Artikel

Van B naar Anders

De Nederlandse economie maakt een fase van krachtige economische groei door. Daarmee neemt de drukte op het wegennet en in de trein toe. Ook het aantal fietsers stijgt. Files en fietsfiles, langere reistijden en vollere treinen zijn aan de orde van de dag. Dan klinkt er al snel een roep om meer en bredere wegen en meer, langere en snellere treinen. Investeringen in meer capaciteit vormt sinds jaar en dag een belangrijke pijler onder het nationale mobiliteitsbeleid. Nederland beschikt daardoor over een mobiliteitsnetwerk dat in kwaliteit en omvang zijn gelijke nauwelijks kent. Door verstedelijking, bedreigingen van de leefomgevingskwaliteit en de noodzaak om de uitstoot van broeikasgassen terug te dringen, veranderen echter de eisen aan mobiliteit. Technologische vernieuwingen zoals de voortgaande elektrificatie en automatisering van vervoersmiddelen, de mogelijkheden en de kracht van digitale platforms en deelsystemen bieden ook kansen voor vernieuwing van de mobiliteit. De centrale vraag in het advies is daarom hoe in deze sterk veranderende mobiliteitswereld de beschikbare financiële middelen voor mobiliteit effectiever kunnen worden ingezet.

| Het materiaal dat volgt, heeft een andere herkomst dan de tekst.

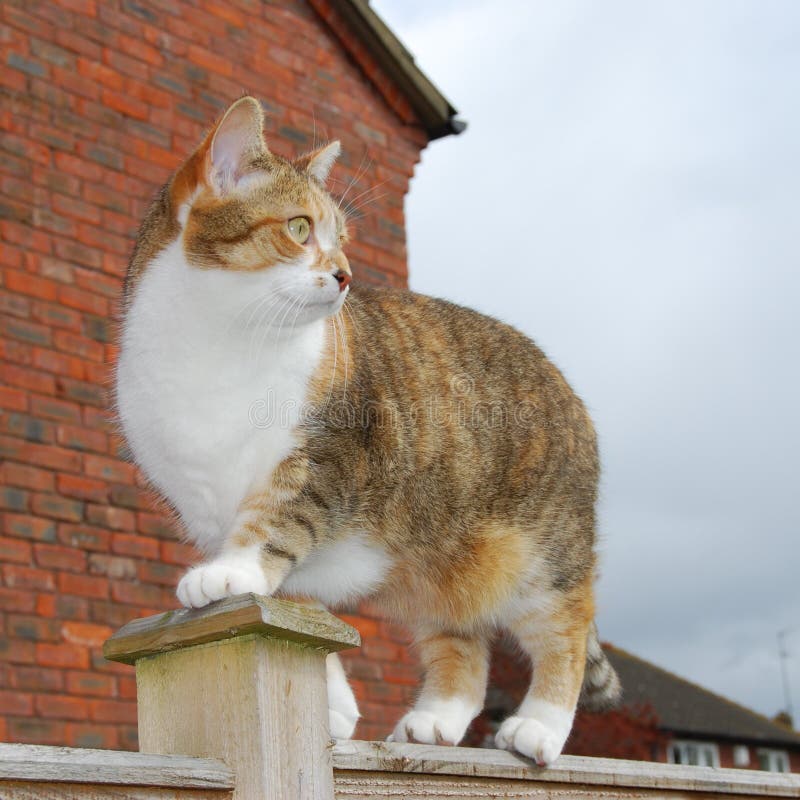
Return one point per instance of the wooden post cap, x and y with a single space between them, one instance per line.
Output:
226 619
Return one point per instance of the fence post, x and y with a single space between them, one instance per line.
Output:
242 680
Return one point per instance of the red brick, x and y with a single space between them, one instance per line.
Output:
16 704
14 550
22 578
44 455
56 316
87 537
13 399
33 628
86 634
31 285
35 731
14 600
142 595
62 606
126 105
59 410
78 345
176 553
62 707
118 568
155 572
51 361
102 74
38 679
109 469
21 475
82 300
117 519
91 684
28 379
82 488
113 711
138 546
27 527
94 735
83 585
400 673
53 556
17 651
56 507
155 525
81 439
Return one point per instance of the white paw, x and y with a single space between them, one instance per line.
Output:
444 722
209 582
342 707
531 738
342 726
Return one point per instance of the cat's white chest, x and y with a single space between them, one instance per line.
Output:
209 405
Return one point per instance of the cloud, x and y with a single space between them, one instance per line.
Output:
626 194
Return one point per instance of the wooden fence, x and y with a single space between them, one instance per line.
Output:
232 704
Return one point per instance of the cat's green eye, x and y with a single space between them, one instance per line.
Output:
300 229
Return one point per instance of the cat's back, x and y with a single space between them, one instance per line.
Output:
452 349
450 400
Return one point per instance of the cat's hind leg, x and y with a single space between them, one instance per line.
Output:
456 670
553 632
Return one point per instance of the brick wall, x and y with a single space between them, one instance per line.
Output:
100 101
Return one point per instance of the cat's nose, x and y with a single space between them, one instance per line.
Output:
343 278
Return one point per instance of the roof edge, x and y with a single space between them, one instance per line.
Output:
782 735
435 113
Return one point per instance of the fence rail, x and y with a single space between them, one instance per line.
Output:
232 704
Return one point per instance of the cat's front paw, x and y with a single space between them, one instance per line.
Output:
342 726
206 583
446 723
342 707
531 738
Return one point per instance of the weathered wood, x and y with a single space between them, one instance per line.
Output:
27 790
405 786
259 704
25 762
227 619
376 758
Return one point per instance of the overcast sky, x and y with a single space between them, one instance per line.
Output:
627 193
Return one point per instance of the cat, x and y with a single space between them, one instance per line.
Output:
339 442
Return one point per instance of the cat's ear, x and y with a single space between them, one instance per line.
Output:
318 163
234 144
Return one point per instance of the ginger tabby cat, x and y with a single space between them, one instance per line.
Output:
338 442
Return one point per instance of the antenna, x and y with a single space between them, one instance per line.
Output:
783 655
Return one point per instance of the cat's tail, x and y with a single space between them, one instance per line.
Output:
601 688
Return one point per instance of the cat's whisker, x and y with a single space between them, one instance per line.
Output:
361 170
353 202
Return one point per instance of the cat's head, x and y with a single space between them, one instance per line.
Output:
257 224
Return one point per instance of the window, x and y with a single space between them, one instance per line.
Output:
741 755
773 760
696 754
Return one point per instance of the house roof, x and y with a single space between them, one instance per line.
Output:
684 708
389 65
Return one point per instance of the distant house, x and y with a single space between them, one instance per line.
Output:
700 727
662 718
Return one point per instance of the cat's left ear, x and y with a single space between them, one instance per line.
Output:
318 163
237 140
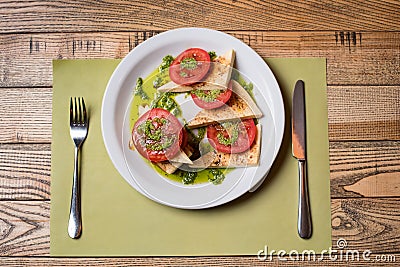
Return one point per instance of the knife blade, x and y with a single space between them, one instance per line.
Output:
304 224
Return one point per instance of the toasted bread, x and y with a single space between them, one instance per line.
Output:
240 105
217 78
216 159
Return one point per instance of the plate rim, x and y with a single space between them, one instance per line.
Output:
119 75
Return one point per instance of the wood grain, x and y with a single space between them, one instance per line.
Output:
357 169
362 58
381 259
24 228
353 113
364 223
364 168
68 16
357 112
25 115
25 171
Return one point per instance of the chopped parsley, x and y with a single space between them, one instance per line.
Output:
207 95
232 128
188 63
216 176
188 177
139 89
167 102
213 55
152 130
166 62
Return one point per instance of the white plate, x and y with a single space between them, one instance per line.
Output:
139 63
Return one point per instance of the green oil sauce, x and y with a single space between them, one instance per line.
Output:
149 86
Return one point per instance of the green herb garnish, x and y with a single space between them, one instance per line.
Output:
139 89
216 176
213 55
188 63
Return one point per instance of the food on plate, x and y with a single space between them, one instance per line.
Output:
157 135
215 159
240 105
190 66
217 77
232 136
211 99
223 132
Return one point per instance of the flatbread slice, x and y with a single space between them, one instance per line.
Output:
240 105
218 78
216 159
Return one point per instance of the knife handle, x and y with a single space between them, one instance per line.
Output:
304 225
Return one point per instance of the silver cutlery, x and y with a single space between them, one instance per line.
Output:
304 224
78 123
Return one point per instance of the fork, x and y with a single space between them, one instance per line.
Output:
79 124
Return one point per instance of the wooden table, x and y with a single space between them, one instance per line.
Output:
360 39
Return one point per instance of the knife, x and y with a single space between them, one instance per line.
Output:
304 226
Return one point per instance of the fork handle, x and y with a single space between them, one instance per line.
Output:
75 219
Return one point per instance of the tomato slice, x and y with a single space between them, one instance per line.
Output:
208 100
157 135
190 66
232 137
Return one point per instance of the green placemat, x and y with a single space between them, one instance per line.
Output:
118 221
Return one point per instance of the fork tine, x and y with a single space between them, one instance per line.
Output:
75 111
71 111
84 111
79 114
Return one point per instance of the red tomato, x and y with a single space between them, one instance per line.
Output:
157 135
190 66
219 101
246 133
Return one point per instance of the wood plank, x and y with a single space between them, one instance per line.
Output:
25 115
367 223
372 224
25 228
365 169
354 112
370 169
357 112
57 16
25 171
381 259
362 58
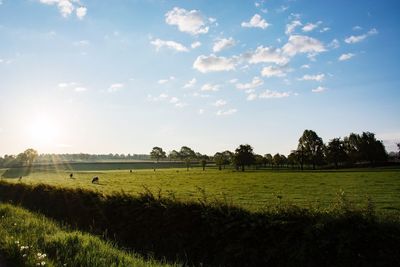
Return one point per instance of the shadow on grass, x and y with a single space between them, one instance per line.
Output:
17 172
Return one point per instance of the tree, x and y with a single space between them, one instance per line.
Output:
244 156
173 155
187 154
311 148
157 153
336 151
372 150
219 160
269 159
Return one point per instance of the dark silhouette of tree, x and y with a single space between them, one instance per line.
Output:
336 151
219 160
259 161
269 159
157 153
244 156
311 148
187 154
174 155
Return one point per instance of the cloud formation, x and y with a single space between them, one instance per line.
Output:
158 43
256 22
191 22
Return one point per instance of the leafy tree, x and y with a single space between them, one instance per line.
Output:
219 159
336 151
244 156
311 148
228 157
259 161
174 155
269 159
187 154
157 153
372 150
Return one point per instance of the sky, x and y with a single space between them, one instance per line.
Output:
122 76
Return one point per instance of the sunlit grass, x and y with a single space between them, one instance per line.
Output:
251 189
29 239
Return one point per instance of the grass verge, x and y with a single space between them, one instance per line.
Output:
30 239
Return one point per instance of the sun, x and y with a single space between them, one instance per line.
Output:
43 130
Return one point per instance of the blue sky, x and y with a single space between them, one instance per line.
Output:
123 76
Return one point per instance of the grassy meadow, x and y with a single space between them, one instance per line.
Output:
252 189
30 239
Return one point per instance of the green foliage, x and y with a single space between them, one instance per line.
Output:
29 239
215 234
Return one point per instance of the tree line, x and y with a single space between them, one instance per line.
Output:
311 152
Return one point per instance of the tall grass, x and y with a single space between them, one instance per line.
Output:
218 234
29 239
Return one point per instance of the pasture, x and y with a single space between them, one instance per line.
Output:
253 190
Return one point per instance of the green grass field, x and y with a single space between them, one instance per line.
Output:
30 239
251 189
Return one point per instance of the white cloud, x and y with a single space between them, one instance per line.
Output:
311 26
302 44
81 43
226 112
256 82
66 7
347 56
266 55
195 44
81 12
214 63
220 103
191 22
210 87
80 89
115 87
190 83
358 38
317 77
164 81
334 44
223 43
274 94
271 71
292 26
251 97
158 43
319 89
256 22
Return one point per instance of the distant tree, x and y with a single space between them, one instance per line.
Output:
259 161
244 156
311 148
157 153
219 160
203 160
187 154
398 146
174 155
269 159
336 151
372 150
277 160
292 159
228 157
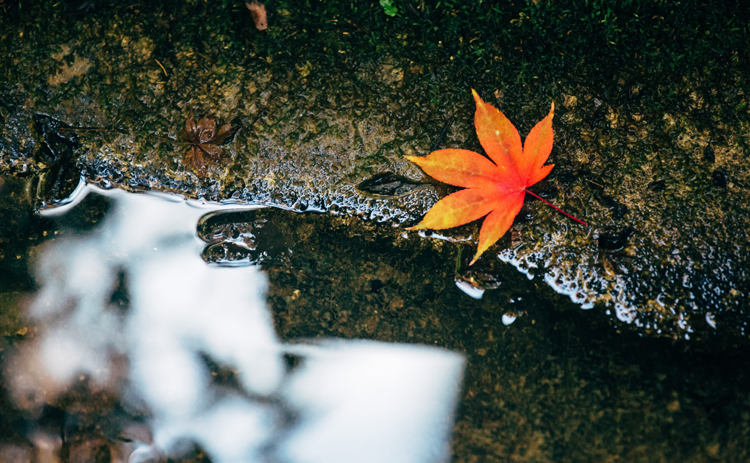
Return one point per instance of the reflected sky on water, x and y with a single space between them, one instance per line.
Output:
328 401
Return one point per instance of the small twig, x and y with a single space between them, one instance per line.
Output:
83 129
162 67
591 181
556 208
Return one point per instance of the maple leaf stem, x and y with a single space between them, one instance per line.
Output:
556 208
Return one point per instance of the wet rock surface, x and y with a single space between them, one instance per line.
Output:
650 145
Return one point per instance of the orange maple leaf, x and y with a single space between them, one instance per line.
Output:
495 187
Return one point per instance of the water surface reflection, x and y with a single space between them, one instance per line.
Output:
183 353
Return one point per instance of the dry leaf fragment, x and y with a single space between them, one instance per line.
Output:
258 12
205 139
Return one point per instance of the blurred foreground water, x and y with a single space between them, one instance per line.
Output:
186 354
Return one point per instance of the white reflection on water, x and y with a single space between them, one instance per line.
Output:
351 400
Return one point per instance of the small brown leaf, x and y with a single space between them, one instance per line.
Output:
258 12
205 141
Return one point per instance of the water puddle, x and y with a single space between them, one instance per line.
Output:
136 348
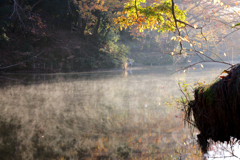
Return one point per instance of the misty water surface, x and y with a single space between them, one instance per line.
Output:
92 115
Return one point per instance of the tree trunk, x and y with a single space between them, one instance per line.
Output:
16 16
95 33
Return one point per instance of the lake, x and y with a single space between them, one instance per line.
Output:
98 115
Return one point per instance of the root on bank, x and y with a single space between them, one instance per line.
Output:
215 109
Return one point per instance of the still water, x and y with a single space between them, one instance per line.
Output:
98 115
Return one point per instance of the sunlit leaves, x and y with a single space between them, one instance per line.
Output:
154 16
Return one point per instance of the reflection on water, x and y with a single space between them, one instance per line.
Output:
95 115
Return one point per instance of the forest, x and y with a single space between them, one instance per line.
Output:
108 79
66 35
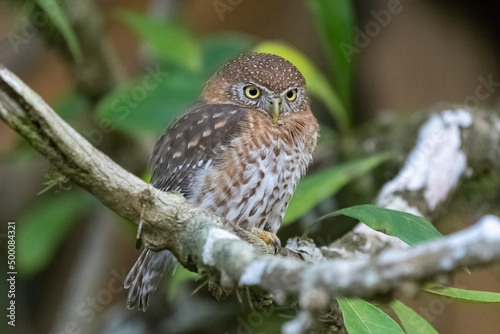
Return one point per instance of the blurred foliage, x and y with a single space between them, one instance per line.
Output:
336 22
316 187
60 21
171 41
44 227
150 102
413 323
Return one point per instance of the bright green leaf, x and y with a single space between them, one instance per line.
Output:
471 296
316 187
60 21
171 41
413 323
335 20
361 317
43 228
316 83
405 226
150 103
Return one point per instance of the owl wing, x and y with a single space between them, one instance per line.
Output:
194 142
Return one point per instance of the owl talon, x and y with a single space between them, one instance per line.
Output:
269 238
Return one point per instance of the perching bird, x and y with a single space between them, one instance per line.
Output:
239 152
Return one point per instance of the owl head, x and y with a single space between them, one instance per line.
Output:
263 81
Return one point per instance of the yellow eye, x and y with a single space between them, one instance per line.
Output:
252 92
291 95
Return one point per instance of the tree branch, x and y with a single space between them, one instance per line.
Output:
206 243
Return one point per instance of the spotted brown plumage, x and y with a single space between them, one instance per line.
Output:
239 152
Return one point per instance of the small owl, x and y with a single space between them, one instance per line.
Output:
239 152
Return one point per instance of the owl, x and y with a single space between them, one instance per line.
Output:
239 152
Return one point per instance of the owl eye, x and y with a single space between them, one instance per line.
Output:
252 92
291 95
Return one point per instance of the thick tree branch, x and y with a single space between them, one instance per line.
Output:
206 243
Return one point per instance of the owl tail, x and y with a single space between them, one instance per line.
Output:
145 275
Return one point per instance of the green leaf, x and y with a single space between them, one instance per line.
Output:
316 187
336 21
150 103
405 226
43 228
316 83
470 296
180 276
216 50
413 323
61 22
361 317
171 41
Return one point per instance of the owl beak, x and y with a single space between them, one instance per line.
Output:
274 110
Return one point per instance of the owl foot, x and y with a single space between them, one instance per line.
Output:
269 238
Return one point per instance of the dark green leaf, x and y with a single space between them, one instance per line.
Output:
60 21
361 317
470 296
336 22
180 276
150 103
316 187
413 323
407 227
317 84
44 227
171 41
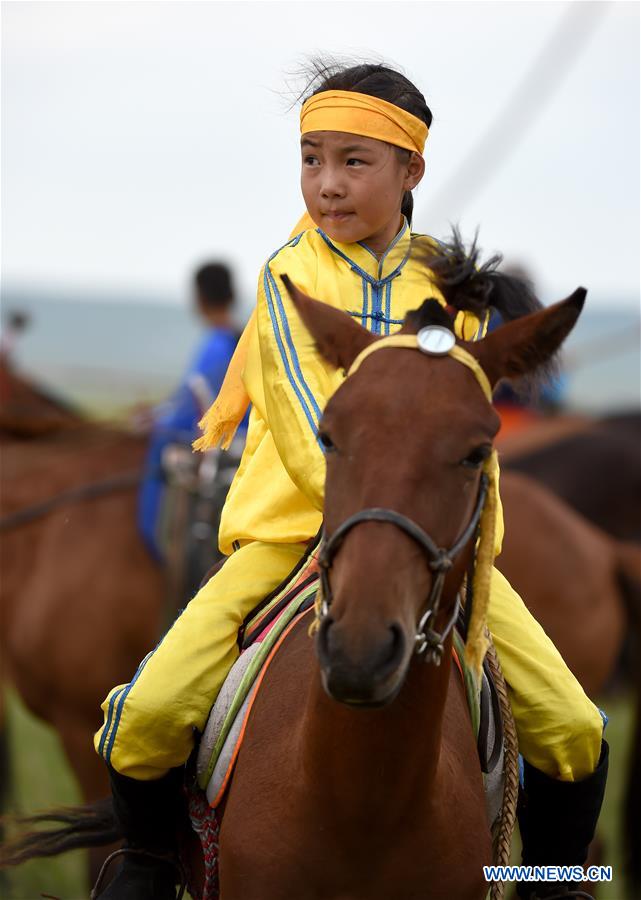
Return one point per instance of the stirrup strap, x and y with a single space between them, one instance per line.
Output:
146 854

In het rijksbeleid wordt inmiddels een aantal vernieuwingen doorgevoerd met de bedoeling om in te spelen op de veranderingen die zich in de mobiliteitswereld voltrekken. De Raad voor de leefomgeving en infrastructuur onderzocht waarom de beleidsvernieuwingen toch niet leiden tot de meest effectieve inzet van mobiliteitsgeld en vond drie oorzaken. Bestaande regels en afspraken houden vernieuwing tegen. De mindset van betrokkenen wordt daarnaast sterk bepaald door de historisch gegroeide praktijk. Rijk, provincies en gemeenten en vervoersbedrijven zijn tenslotte geneigd primair te blijven handelen vanuit hun eigen doelstelling. Deze verschijnselen zijn overigens niet uniek voor de mobiliteitssector, maar doen zich voor in alle ingrijpende transities als remmende factoren. Nieuwe partijen met toekomstgerichte oplossingen komen daardoor moeilijk aan de bak. De ontwikkeling van duurzame combinaties van vervoer die gebruik maken van toepasbare technologie en die de reiziger adequaat bedienen wordt daardoor belemmerd.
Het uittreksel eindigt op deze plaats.